The same day Lehman Brothers filed for bankruptcy.

His first year he made $9,000.

Today he runs over $6.5 billion in sales and leads his own firm with 1,000+ agents.

But what got me wasn't his success story. It was how he thinks.

 After going through 70+ hours of his interviews, podcasts, and talks, plus all three of his books, I pulled out 46 principles behind how this guy operates.

Out of those 46, there are 5 that I believe can change the way you work starting today.

Here they are.

— Andrew

Your brand isn't your design, your website, or your business card.

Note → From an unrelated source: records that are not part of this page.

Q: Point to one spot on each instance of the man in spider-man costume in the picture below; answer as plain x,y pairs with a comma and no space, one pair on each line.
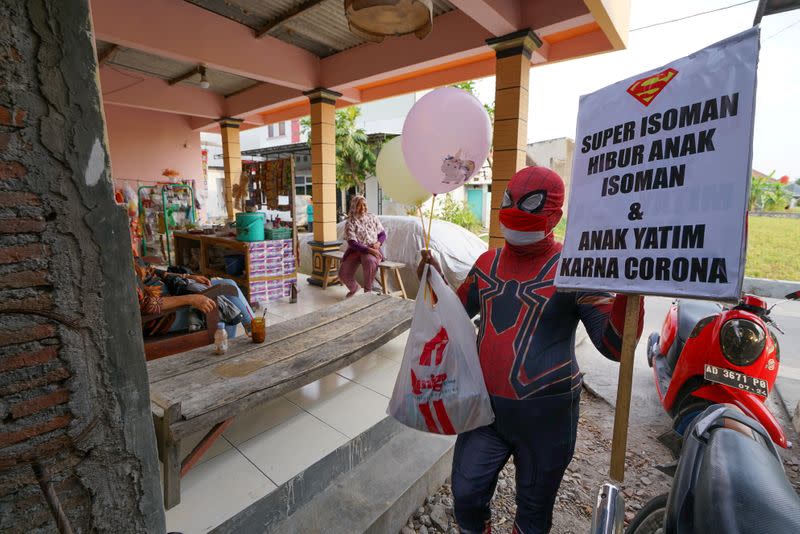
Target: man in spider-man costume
526,345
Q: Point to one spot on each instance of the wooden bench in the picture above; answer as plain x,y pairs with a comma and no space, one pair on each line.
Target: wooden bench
172,343
331,261
197,390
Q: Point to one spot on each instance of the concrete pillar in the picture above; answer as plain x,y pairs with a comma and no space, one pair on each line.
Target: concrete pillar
77,447
323,176
231,158
512,73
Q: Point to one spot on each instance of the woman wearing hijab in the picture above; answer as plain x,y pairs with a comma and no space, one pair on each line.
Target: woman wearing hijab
364,234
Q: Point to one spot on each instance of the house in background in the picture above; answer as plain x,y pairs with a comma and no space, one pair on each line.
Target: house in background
557,155
281,133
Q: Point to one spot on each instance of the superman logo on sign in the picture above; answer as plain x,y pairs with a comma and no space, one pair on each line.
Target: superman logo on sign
647,89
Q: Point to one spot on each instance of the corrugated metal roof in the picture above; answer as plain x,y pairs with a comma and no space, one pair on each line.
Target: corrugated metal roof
321,29
222,83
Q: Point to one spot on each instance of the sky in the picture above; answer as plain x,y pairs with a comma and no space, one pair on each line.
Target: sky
555,89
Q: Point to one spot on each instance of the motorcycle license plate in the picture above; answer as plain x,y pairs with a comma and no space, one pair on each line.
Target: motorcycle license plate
736,380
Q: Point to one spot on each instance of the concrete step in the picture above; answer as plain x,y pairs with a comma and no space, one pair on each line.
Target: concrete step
379,494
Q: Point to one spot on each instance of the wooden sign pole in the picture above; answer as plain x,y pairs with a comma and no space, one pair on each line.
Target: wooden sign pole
619,441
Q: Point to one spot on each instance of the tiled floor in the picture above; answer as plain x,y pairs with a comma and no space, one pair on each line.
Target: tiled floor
271,443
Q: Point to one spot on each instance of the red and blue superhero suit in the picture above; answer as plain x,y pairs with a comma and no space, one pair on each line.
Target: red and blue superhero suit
526,345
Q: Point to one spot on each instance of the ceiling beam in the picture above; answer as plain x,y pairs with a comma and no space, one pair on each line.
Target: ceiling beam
106,55
258,98
186,32
500,17
135,90
482,67
455,36
185,76
613,17
283,17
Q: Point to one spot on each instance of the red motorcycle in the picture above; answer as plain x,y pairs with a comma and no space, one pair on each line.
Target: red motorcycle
708,354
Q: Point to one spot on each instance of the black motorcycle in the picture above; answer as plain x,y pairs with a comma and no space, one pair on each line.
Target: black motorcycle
729,479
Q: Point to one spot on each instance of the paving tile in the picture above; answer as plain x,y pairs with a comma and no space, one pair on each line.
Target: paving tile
373,372
287,449
260,419
215,491
345,405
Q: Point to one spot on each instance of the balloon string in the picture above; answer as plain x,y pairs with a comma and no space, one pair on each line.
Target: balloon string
425,242
430,223
428,244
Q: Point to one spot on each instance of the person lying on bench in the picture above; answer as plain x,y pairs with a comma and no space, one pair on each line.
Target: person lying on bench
364,234
155,298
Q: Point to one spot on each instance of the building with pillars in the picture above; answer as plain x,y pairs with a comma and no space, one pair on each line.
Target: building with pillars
166,71
150,51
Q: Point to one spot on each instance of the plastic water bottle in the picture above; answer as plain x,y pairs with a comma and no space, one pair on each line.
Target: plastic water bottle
221,339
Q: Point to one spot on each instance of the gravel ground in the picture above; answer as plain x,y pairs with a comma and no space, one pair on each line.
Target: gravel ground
584,477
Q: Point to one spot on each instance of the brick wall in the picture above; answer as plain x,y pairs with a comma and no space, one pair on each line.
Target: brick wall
74,414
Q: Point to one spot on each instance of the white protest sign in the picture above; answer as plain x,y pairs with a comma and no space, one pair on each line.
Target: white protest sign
661,178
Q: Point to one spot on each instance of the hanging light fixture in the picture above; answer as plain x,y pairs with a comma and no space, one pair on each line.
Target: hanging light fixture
204,83
375,19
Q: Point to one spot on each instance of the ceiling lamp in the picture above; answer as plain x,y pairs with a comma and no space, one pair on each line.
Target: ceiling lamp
375,19
203,79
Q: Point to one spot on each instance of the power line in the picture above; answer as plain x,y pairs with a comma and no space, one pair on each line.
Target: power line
795,23
692,16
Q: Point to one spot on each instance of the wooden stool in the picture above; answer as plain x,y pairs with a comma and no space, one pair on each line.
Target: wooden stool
330,267
393,266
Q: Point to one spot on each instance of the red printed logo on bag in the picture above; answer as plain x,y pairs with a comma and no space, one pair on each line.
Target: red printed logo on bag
433,351
434,348
435,383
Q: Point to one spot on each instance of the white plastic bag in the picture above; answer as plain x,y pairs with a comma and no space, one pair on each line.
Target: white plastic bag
440,387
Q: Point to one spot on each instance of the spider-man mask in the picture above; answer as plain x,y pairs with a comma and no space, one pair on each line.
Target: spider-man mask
531,206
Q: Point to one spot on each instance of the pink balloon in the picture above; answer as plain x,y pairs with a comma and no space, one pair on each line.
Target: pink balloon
446,139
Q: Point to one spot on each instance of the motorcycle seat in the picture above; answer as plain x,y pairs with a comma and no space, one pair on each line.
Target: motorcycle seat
690,312
742,489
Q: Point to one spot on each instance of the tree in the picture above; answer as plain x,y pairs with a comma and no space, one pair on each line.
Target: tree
355,158
767,194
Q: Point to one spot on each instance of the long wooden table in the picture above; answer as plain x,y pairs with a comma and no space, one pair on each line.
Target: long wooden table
196,390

It's your reputation.

Ryan backs this up with a real story.

His client put down a $1.8 million deposit on a New York apartment... then went completely dark. No calls, no emails. The deal was dead.

What did Ryan do? He flew to Shanghai on 18 hours' notice.

He ended up stranded at 6am on a golf course in Pudong with a dead phone, after a chaotic night out with Wing's associate, Tony Chow.

He made it back to his hotel thanks to a fake Ferrari flip phone he'd bought at a Shanghai street market. 

He showed up to the meeting. He closed the deal.

His takeaway: "That's my reputation. That's my brand. Your ability to go above and beyond for your clients in a way that everybody else won't."

→ Ask yourself: if your last 5 clients were in a room talking about you, what would they say? 

Your brand gets built every time you do something nobody expected.

Ryan treats his time like a bank account. $1,000 fresh dollars every morning.

Every wasted minute is a dollar you're never getting back.

"Someone's mad for 10 minutes and I'm like, you're in my day now. Am I going to throw away the other $990 because you took $10 from me?"

His day starts the night before. He's up at 4am with zero decisions to make.

Just execution. And he runs a daily structure he never breaks, the Finder, Keeper, Doer system:

  • 8 to 10am: Find business (prospecting, outreach).

  • 10:30am to 1:30pm: Keep business (follow-ups, current clients).

  • 2 to 7pm: Do business (showings, closings, execution).

Three hats. Every single day. No exceptions.

Do this tonight: Plan tomorrow before you go to bed. Block at least 90 minutes of "Finder Time" on your calendar this week. If you're not looking for new business, your pipeline dies.

Ryan doesn't just practice this. He made it a hiring requirement. If you can't respond within an hour, you can't work at his firm.

"Speed to lead, above all else. Do not let perfect be the enemy of good."

While you're crafting the perfect email, your lead already talked to three agents who got back to them first.

 A fast, imperfect response beats a slow, polished one every time.

Start today: Every lead gets a response within 60 minutes. Build 2-3 quick-reply templates for your most common scenarios. Stop reinventing every message from scratch.

When Ryan launched his firm in September 2020, middle of the pandemic, he put his name on the building. Literally.

"There's no backing out when your name's on the building. It's always going to be Serhant hired or Serhant fired."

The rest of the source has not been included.